The jarring snap of a crossbow came up, and a bolt thrummed past. Jorian hoisted himself as fast as he could up to the tub and levered himself over the side. Another crossbow snapped, and a bolt hit the tub, making it ring like a bell. Jorian felt the side of the tub at the place whence the sound had come. His fingers found a bump where the bolt had dented the copper.
"Next thing," he panted, "they'll haul out a catapult. Tell Gorax to get us away with all demonic dispatch!"
"Whither?"
'To Othomae. Tell him to head east. As you said, we do have friends there."
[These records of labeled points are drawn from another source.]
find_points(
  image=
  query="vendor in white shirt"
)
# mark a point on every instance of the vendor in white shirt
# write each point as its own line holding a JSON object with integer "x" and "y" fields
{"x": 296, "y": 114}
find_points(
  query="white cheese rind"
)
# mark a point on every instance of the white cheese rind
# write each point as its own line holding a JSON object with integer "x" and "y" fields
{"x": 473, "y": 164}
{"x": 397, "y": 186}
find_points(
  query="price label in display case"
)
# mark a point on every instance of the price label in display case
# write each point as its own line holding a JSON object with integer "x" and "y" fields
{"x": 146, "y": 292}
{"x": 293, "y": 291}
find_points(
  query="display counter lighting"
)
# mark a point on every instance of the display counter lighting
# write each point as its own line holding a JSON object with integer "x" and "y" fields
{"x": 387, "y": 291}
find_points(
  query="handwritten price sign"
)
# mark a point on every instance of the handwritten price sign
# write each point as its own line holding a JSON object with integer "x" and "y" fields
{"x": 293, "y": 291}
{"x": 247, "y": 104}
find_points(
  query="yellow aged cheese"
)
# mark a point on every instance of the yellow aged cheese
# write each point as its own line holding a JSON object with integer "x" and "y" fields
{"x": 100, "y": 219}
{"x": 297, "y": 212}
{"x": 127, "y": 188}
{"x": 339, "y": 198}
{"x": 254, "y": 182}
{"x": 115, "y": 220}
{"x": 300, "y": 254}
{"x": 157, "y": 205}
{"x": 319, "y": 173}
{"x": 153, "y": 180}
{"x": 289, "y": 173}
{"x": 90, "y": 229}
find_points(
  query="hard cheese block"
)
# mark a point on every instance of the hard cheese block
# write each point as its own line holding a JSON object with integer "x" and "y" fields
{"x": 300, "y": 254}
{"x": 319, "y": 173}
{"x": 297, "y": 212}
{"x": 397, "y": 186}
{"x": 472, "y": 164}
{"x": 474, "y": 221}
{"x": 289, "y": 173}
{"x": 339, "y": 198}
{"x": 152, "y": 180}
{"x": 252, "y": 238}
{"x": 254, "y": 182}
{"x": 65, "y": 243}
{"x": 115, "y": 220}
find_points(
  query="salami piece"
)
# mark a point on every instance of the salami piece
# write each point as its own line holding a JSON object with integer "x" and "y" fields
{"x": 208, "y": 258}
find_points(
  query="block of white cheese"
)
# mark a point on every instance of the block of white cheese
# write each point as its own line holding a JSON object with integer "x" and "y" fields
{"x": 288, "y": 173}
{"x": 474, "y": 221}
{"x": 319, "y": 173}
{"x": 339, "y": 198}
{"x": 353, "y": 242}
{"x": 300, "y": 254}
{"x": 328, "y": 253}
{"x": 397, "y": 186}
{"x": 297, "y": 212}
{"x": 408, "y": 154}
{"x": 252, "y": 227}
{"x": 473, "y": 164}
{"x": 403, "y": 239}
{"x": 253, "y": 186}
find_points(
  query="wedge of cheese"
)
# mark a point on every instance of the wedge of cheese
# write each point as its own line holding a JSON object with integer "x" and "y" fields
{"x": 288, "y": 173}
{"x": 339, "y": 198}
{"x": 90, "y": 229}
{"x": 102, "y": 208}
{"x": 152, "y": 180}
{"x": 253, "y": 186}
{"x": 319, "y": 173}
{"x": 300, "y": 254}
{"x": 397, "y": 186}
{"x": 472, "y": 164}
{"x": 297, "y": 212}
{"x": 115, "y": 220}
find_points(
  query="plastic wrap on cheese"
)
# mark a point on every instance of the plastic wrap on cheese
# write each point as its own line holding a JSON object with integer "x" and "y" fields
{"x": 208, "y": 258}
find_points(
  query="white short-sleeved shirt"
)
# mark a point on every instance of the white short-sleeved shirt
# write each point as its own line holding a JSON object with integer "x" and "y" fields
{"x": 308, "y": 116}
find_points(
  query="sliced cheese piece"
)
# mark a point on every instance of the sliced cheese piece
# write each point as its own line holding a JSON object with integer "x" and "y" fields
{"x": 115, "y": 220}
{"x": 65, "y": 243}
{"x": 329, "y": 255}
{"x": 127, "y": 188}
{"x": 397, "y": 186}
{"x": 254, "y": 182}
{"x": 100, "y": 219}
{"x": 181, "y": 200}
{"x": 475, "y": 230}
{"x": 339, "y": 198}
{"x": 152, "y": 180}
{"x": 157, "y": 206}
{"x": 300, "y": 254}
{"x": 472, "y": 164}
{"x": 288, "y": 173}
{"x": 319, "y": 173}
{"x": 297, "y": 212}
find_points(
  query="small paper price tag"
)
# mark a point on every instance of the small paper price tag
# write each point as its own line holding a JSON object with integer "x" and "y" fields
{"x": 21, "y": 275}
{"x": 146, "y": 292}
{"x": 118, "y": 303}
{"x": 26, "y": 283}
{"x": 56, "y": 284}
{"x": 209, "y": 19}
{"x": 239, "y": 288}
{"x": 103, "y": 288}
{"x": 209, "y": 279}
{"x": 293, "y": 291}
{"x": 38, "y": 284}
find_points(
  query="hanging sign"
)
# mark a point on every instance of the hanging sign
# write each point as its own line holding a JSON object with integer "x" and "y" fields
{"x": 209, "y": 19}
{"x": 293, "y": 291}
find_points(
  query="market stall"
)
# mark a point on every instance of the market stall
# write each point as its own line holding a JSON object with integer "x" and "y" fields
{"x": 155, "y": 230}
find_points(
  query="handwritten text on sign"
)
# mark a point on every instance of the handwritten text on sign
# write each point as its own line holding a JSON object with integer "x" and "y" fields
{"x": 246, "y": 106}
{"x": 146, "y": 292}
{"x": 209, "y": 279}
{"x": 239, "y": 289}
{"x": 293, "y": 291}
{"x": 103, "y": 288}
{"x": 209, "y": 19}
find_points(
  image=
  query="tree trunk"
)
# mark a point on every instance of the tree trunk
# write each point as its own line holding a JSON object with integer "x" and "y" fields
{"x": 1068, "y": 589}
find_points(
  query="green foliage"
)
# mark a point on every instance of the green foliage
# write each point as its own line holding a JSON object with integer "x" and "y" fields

Another crossbow quarrel hummed past below, but the tub was out of range. With the half-moon on their starboard bow, they flew eastward through the night. Jorian was silent, breathing deeply. Then he said:
"A plague, a murrian, and a pox on the Xylarians! By Imbal's brazen balls, I itch to burn their damned city down on their heads. What said your Mulvanian wiseacre about expecting the worst? I had the damnedest run of bad luck; Elidora must have it in for me. 'Twas like one of Physo's comedies. First I tripped over a chair in the dark. Then, Estrildis has somewhere obtained a watchdog the size of a lion, who knew me not. Then—"
"My son," moaned Karadur, "I pray you to reserve the tale till the morrow. I must needs get some sleep betwixt now and dawn. I cannot forgo rest as I could when I was your age."
The wizard curled up in his blanket and was soon snoring. When he canned down, Jorian found he could smile at himself. He mentally composed a jingle:
"A hero who wanted his wife
To carry away without strife,
Fell over a chair,
With noise filled the air,
And soon had to flee for his life!"
With nobody to listen to his tale of the abortive rescue, Jorian soon joined his companion in slumber.